Exemplo significativo é a inelegibilidade decorrente de rejeição de contas públicas. O órgão constitucional que julga as contas é o Tribunal de Contas, através de processo administrativo. De suas decisões podem advir conclusões sobre comportamento que serão valorados em outro campo da jurisdição - a judicial -, e na justiça especializada - a eleitoral -, em processo judicial de registro de candidatura.
Isso se dá quando o Tribunal de Contas rejeita contas por irregularidade insanável e por decisão irrecorrível do órgão competente, o que, sob o ângulo da LC 64/90 (artigo 1º, letra "g", antes da alteração da LC 135/10), será valorado na justiça eleitoral como causa potente a cercear o exercício do direito político fundamental de candidatura.
Ou seja: na justiça eleitoral se verificará se ocorreu o pressuposto de fato da norma eleitoral, que desautoriza candidatura pela ocorrência de uma ilicitude reconhecida em processo administrativo de contas, mas cujos efeitos restritivos de liberdade apenas se implementam quando houver busca de candidatura em processo judicial eleitoral.
Ora, estaremos sim diante de sanção, medida punitiva, ablativa de direitos, sempre que um ato humano puder ser valorado como ilícito e justificante de uma limitação da liberdade. Tudo baseado em norma de direito, que limita um comportamento, estabelece consequências de sua prática e define uma autoridade para julgá-lo.
O mesmo raciocínio se aplica à compreensão da limitação de acesso aos cargos públicos como pena/sanção. E no caso de laboratório em foco: sanção que tem como pressuposto o reconhecimento de fatos que gerem condenações judiciais de improbidade colegiadas!
Voltemos ao exemplo hipotetizado. Digamos que do acórdão confirmatório da condenação resulta o seguinte conjunto sancionatório: [i] suspensão dos direitos políticos por 05 anos, [ii] proibição de contratar com o poder público por 05 anos e [iii] de receber benefícios fiscais ou creditícios por 05 anos.
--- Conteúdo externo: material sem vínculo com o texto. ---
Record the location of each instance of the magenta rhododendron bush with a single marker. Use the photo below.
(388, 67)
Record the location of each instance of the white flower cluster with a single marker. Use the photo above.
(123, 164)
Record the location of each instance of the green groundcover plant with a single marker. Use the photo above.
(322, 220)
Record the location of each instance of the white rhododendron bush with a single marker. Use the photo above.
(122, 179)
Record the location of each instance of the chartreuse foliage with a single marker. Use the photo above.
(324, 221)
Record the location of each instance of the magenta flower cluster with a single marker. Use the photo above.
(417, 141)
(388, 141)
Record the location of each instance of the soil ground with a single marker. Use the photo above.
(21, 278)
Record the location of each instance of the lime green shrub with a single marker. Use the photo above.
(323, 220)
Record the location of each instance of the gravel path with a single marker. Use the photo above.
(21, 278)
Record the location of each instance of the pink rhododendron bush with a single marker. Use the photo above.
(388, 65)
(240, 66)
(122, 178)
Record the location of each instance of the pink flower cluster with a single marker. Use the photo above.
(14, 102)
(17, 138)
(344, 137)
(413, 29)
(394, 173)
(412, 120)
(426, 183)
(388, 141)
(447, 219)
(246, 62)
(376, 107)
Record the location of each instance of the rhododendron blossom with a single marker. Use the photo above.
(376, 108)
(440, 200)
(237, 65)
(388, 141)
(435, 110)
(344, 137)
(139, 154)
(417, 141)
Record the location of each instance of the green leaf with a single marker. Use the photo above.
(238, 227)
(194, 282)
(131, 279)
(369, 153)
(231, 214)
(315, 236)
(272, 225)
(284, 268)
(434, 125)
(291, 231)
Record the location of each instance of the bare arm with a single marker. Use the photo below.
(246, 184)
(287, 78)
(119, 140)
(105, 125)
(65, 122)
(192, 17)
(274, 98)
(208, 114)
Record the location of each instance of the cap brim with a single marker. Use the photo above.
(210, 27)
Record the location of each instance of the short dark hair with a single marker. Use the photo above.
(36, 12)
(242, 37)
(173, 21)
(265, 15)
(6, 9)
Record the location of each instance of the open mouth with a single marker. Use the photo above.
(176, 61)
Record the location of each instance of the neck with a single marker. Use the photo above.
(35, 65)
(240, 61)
A esse conjunto de sanções agregar-se-ia uma nova pena ex post facto e após a coisa julgada: a pena de [iv] "inacesso aos cargos públicos".
Essa última pena além de acrescer às restrições cominadas na sentença, tem um tempo maior de "aflição da liberdade" do que todas as demais, que se limitaram ao período de 05 anos. Se transitar em julgado a condenação de 2009, saberá o cidadão condenado, saberá o Judiciário e saberá a sociedade em geral, quando iniciarão as penas qüinqüenais; saberão, com certeza, o termo inicial e o termo final. O termo inicial é com o trânsito em julgado e o final se dará 05 anos após.
Todavia, quanto a pena ex post facto, seu termo inicial é dia 20.10.2010, tendo em conta a condenação de 2009. Todavia, enquanto durar o processamento do recurso especial interposto pelo cidadão condenado, e este exercer "ampla defesa", pela nova regra ocorreu a seguinte mutação ilegítima: a "garantia processual individual de ampla defesa" foi transformada em uma "pena incerta", em nome da moralidade administrativa; há um endurecimento da "lei e da ordem", com o elastecimento sine die da pena.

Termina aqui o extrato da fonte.